While emperor penguin populations appear to be currently stable, the Service has determined that the species is at risk of extinction in the foreseeable future in a significant portion of its historic range. There are approximately 61 breeding colonies along the coastline of Antarctica, and the species’ population size is estimated to be between 270,000 to 280,000 breeding pairs or 625,000 to 650,000 individuals.

However, according to the best available science, by 2050, their global population size will likely decrease by 26% to an estimated 185,000 breeding pairs and to 47%, which is approximately 132,500 breeding pairs, under low and high carbon emission scenarios, respectively.

The estimated decrease in population size is not equal across Antarctica. The Ross and Weddell Seas are strongholds for the species, and populations in these areas will most likely remain stable.

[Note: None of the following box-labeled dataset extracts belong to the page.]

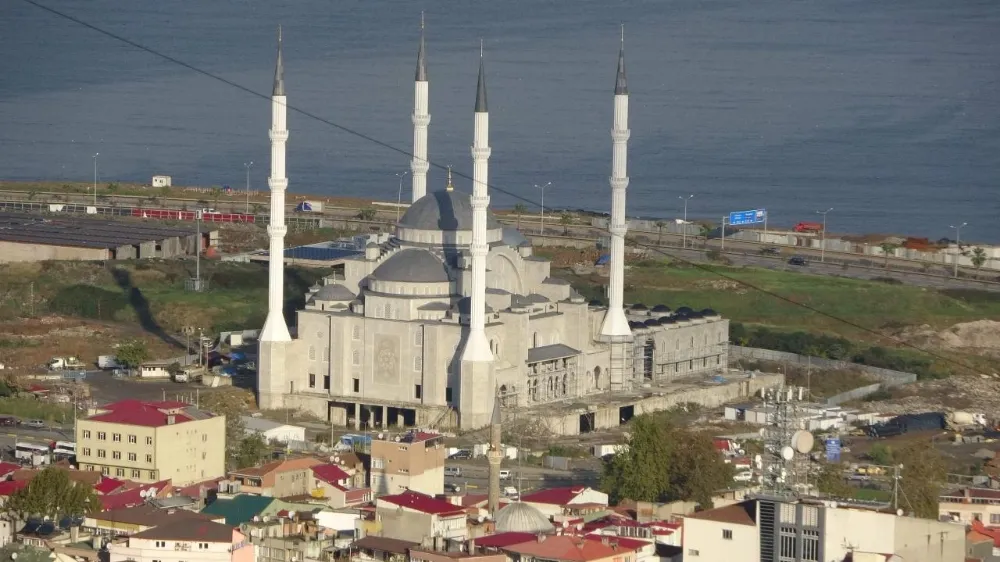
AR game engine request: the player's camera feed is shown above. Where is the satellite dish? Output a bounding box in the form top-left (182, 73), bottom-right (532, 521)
top-left (792, 429), bottom-right (815, 455)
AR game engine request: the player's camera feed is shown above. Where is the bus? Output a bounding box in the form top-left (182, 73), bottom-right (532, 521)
top-left (14, 441), bottom-right (52, 466)
top-left (52, 441), bottom-right (76, 458)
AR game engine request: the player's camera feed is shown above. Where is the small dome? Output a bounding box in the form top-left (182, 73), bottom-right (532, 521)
top-left (372, 248), bottom-right (449, 283)
top-left (496, 502), bottom-right (555, 535)
top-left (399, 191), bottom-right (500, 232)
top-left (313, 283), bottom-right (357, 302)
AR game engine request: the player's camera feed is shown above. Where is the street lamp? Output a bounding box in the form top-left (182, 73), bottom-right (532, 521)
top-left (948, 222), bottom-right (969, 279)
top-left (94, 152), bottom-right (101, 207)
top-left (677, 193), bottom-right (694, 248)
top-left (535, 182), bottom-right (552, 236)
top-left (243, 160), bottom-right (253, 214)
top-left (816, 207), bottom-right (833, 262)
top-left (396, 172), bottom-right (410, 225)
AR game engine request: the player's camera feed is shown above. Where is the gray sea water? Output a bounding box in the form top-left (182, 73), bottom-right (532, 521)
top-left (0, 0), bottom-right (1000, 241)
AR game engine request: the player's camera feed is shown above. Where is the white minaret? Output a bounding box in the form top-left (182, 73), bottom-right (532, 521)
top-left (462, 44), bottom-right (493, 360)
top-left (601, 25), bottom-right (632, 338)
top-left (260, 27), bottom-right (292, 342)
top-left (410, 12), bottom-right (431, 202)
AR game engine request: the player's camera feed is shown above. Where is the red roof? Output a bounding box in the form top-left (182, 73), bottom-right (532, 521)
top-left (378, 490), bottom-right (465, 515)
top-left (94, 476), bottom-right (125, 495)
top-left (521, 486), bottom-right (587, 505)
top-left (500, 535), bottom-right (646, 562)
top-left (312, 464), bottom-right (351, 490)
top-left (0, 480), bottom-right (29, 497)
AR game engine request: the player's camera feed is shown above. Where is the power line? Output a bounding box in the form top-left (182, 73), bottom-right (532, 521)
top-left (22, 0), bottom-right (978, 374)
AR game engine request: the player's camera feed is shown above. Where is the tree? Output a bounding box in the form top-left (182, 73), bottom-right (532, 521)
top-left (601, 414), bottom-right (732, 508)
top-left (816, 463), bottom-right (854, 498)
top-left (115, 340), bottom-right (149, 369)
top-left (969, 246), bottom-right (986, 269)
top-left (4, 466), bottom-right (100, 521)
top-left (878, 242), bottom-right (899, 269)
top-left (514, 203), bottom-right (528, 230)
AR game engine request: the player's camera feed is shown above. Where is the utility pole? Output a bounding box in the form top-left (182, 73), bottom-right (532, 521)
top-left (948, 222), bottom-right (969, 279)
top-left (677, 193), bottom-right (694, 248)
top-left (816, 207), bottom-right (833, 263)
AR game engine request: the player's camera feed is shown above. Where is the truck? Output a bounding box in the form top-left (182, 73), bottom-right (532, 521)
top-left (97, 355), bottom-right (121, 369)
top-left (295, 201), bottom-right (323, 213)
top-left (944, 412), bottom-right (989, 431)
top-left (792, 222), bottom-right (823, 232)
top-left (48, 357), bottom-right (86, 371)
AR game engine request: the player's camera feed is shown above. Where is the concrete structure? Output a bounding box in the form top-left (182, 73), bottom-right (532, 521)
top-left (229, 457), bottom-right (323, 498)
top-left (369, 431), bottom-right (448, 496)
top-left (0, 212), bottom-right (211, 263)
top-left (683, 498), bottom-right (965, 562)
top-left (252, 30), bottom-right (736, 434)
top-left (375, 491), bottom-right (468, 542)
top-left (108, 520), bottom-right (254, 562)
top-left (76, 400), bottom-right (226, 485)
top-left (242, 416), bottom-right (306, 443)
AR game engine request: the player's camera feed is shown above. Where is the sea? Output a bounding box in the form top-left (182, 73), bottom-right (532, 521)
top-left (0, 0), bottom-right (1000, 243)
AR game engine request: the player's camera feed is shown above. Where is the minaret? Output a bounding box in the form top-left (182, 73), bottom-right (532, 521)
top-left (462, 42), bottom-right (493, 362)
top-left (601, 25), bottom-right (632, 340)
top-left (486, 392), bottom-right (503, 519)
top-left (410, 12), bottom-right (431, 203)
top-left (257, 27), bottom-right (292, 408)
top-left (458, 45), bottom-right (496, 429)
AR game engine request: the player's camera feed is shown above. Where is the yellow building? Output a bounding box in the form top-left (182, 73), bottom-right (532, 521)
top-left (76, 400), bottom-right (226, 485)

However, emperor penguin colonies within the Indian Ocean, Western Pacific Ocean, Bellingshausen Sea, and Amundsen Sea sectors are projected to decline by over 90% due to melting sea ice.

While this estimated decline is concerning, listing the emperor penguin as threatened under the ESA comes while there is still time to save the species from extinction.

The emperor penguin is the tallest and heaviest of all living penguin species. Adults may weigh up to 88 pounds and are as tall as 45 inches. Males and females are similar in plumage and size, although males are slightly larger than females.

Females lay one egg each breeding season, which males incubate on their feet for two months while females go to sea to feed. Once the egg hatches, males and females alternate between chick rearing duties and food gathering until the chick can regulate its temperature, and then both adults forage simultaneously to provide enough food for their growing chick. Chicks depart the colony after about 150 days, returning at four years of age to breed for the first time at age five.

The final rule to list the emperor penguin as threatened under the ESA will publish in the Federal Register on October 26th, and will be effective 30 days after publication.